Cover of bulletin.

Bulletin E3474
Michigan Tart Cherry Cost of Production Study 2022


December 6, 2022 - <>, Cherry Marketing Institute; <> and <>, ; and Jim Nugent, MSU District Horticulturalist, Emeritus

This cost of production study for Michigan tart cherries, conducted by specialists at Michigan State University (MSU) Extension and the Cherry Marketing Institute, is based on information gathered at a grower focus group meeting, numerous grower spray records, third-party data, and information provided from input and service suppliers. The majority of tarts are grown in Northwest Michigan. Based on the area’s 7,733-pound yield average, costs related to the operation and harvest of bearing tart cherry acreage are currently 26.5 cents/lb, and costs related to orchard establishment and land control are an additional 12.6 cents/lb. Including tart cherry assessments of about 1.17 cents/lb, this leads to an overall cost of 40 cents/lb.

However, when applying the average Michigan yield of 7,043 pounds to our cost findings, operation and harvest costs add up to 28.8 cents/lb and orchard establishment and land control costs another 13.9 cents/lb, for a total of 44 cents/lb after assessments. To this calculation, we add the caveat that the growers involved in our study tend to have higher than average yields, and our total cost data may well be higher than the average farmer’s as well.

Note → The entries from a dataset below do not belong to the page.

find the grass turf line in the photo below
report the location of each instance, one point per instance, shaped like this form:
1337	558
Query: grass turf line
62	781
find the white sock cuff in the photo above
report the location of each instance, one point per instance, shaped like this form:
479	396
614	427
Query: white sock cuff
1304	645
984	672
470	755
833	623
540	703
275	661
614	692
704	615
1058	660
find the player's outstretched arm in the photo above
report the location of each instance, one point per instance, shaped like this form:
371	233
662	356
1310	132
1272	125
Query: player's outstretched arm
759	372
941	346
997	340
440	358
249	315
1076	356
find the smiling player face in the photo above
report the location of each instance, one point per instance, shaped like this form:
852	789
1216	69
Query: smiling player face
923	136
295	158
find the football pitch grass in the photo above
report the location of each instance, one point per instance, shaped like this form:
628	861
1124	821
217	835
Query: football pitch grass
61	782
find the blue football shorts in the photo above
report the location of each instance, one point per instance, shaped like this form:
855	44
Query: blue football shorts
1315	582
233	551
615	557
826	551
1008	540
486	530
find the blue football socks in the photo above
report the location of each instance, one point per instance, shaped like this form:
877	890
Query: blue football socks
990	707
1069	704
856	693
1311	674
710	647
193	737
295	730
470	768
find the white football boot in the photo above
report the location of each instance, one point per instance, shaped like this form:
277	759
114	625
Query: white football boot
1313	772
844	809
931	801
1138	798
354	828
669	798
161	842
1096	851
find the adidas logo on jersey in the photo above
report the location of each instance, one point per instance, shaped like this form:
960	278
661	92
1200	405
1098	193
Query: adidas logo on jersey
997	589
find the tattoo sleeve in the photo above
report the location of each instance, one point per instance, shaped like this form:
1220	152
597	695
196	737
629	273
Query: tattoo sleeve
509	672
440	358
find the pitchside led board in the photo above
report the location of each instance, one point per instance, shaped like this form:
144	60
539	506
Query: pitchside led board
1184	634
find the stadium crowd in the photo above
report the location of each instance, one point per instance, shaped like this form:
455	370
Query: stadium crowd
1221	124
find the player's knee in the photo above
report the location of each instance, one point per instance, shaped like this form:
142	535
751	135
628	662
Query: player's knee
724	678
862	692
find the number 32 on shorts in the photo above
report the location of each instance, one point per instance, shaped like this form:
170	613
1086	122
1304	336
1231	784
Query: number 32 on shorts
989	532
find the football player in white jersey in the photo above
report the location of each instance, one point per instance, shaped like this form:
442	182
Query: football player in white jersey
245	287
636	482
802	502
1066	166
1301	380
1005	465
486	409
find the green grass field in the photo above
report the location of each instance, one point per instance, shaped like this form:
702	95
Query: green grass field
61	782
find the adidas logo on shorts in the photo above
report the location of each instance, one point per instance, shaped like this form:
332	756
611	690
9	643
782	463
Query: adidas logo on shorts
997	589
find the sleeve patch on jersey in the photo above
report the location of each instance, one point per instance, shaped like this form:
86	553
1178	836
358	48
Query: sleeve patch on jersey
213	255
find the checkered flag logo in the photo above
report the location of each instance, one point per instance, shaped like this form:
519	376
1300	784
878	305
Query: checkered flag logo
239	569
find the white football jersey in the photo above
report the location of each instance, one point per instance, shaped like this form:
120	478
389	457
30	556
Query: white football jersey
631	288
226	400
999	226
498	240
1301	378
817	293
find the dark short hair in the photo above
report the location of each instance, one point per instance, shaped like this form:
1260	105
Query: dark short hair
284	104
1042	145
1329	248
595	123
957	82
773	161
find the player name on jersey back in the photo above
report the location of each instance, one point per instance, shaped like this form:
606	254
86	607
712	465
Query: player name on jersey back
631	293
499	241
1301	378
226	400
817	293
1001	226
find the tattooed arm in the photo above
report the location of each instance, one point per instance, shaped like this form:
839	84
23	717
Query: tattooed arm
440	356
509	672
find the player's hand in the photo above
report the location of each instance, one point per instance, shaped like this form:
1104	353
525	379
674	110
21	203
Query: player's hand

Based on spray application records, we found that crop protection costs were similar to those from the previous cost of production study, despite increased pest pressure from spotted wing drosophila. However, we hypothesize that this could be a result of growers being conservative with sprays during 2020 and 2021 due to knowledge of low yields due to spring freeze events. Harvest costs have dropped slightly, due to faster equipment.

Input costs are generally higher across the board and supply chain disruptions are often making input availability difficult. While many crop protection input costs have not changed substantially, some important protectants are difficult to find, and herbicides are scarce and expensive. Steel, crop protectant, equipment, and fertilizer suppliers are currently reluctant to give price quotes because prices are volatile and subject to change. Labor costs, especially hourly manual labor, are also high.